REAGENT or RESOURCE SOURCE IDENTIFIER
Experimental models: organisms/strains

Rhesus Macaque (Macacca Mulatta) NIMH/NIH N/A

Software and algorithms

MATLAB MathWorks RRID: SCR_001622
AFNI AFNI RRID: SCR_005927
Psychophysics Toolbox Psychtoolbox RRID: SCR_002881
PLDAPS HukLab N/A
Blender Blender Foundation RRID: SCR_008606

Other

DataPixx VPixx Technologies RRID: SCR_009648
EyeLink SR Research RRID: SCR_009602

Resource availability

The raw data supporting this study is not available in a public repository because of complex custom data formats and the size of the files but are available from the lead contact upon request.

Lead contact

Further information and requests for reagent should be directed to lead contact David A. Leopold (leopoldd@mail.nih.gov)

Materials availability

This study did not generate any new materials or reagents.

Data and code availability

The raw data supporting this study is not available in a public repository because of complex custom data formats and the size of the files but are available from the lead contact upon request.

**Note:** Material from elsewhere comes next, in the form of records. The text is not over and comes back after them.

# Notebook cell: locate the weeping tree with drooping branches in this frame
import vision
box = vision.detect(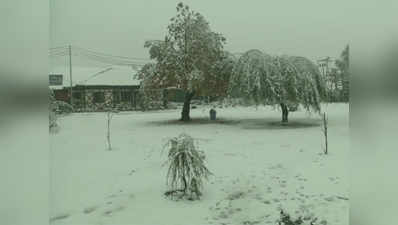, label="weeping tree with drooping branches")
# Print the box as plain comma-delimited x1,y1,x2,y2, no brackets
141,3,226,121
229,50,325,123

Experimental model and subject details

Subjects

Four rhesus macaque monkeys designated SP (Monkey 1, 9 kg), SR (Monkey 2, 10 kg), W (Monkey 3, 11kg), and M (Monkey 4, 9 kg), were implanted with a single chronic microwire bundles fixed within a custom MRI-compatible chambers and microdrive assembly. The electrode bundles were advanced post-surgically to achieve proper depth of recording. The electrodes in Monkey SP were located in the right hemisphere, whereas those in monkeys SR, M, W were in the left hemisphere. All procedures were approved by the Animal Care and Use Committee of the National Institute of Mental Health.

Method details

fMRI

Functional and anatomical magnetic resonance imaging (MRI) was conducted in the Neurophysiology Imaging Facility Core (NEI, NIMH, NINDS) using a vertical 4.7T Bruker Biospin scanner. For all subjects, hemodynamic responses were enhanced by injection with monocrystalline iron-oxide nanoparticles (MION). Details of scanning and stimulus presentation are described further in30. Briefly, Monkey SP underwent a standard block design localizer consisting of 24 s blocks of images of static macaque faces contrasted with blocks of images of non-face objects. In monkeys SR, M, and W, the blocks consisted of short movie clips of macaques making facial expressions contrasted with short movie clips of moving scenes and moving objects. Subjects received a juice reward for maintaining fixation every 2 s. All fMRI data was analyzed with AFNI60 and custom software developed in MATLAB (Mathworks, Natwick, MA).

Experiment design

All subjects performed a viewing task. The subject initiated the trial by fixating on a 0.7° crosshair within a window of 2° visual angle for between 200-300ms. A stimulus was then presented in either an audiovisual, visual only, or audio only format. For the audio only condition, the fixation marker remained on the screen and the subject was required to maintain fixation. For the audiovisual and visual conditions, a visual stimulus appeared in a square 10° visual angle window, and the subject was allowed to freely view any part of the stimulus. An infrared camera (Eyelink II, SR Research) monitored the subject’s gaze as it performed this task and trials were aborted if the subject looked outside the window for longer than 100ms. All visual stimuli were presented on an OLED 4k Monitor 95cm from the subject using a graphical user interface (GUI) derived from PLDAPS (further described here61) in MATLAB. All auditory stimuli were presented in mono from two Tannoy Reveal Speakers placed on the edges of the monitor to create the percept the sound originated from the center of the screen. All auditory stimuli were projected at 65-80 dB SPL, verified using a Brüel and Kjaer (Denmark) sound level meter and at the full frequency range available.

Stimuli

In Experiment 1, stimuli consisted of short movies of monkeys vocalizing. The short movie clips featured macaque calls of varied acoustic structure and with a range of referential meaning and valence including affiliative coos, aggressive pant-threats, barks, and bark-growls, and agonistic/submissive screams31, 32, 33, 34. Of these calls, the agonistic and coo calls used here had tonal/harmonic elements, while the remaining calls were broadband34.These movies featured three individual monkeys at a variety of head positions (Figure 1C).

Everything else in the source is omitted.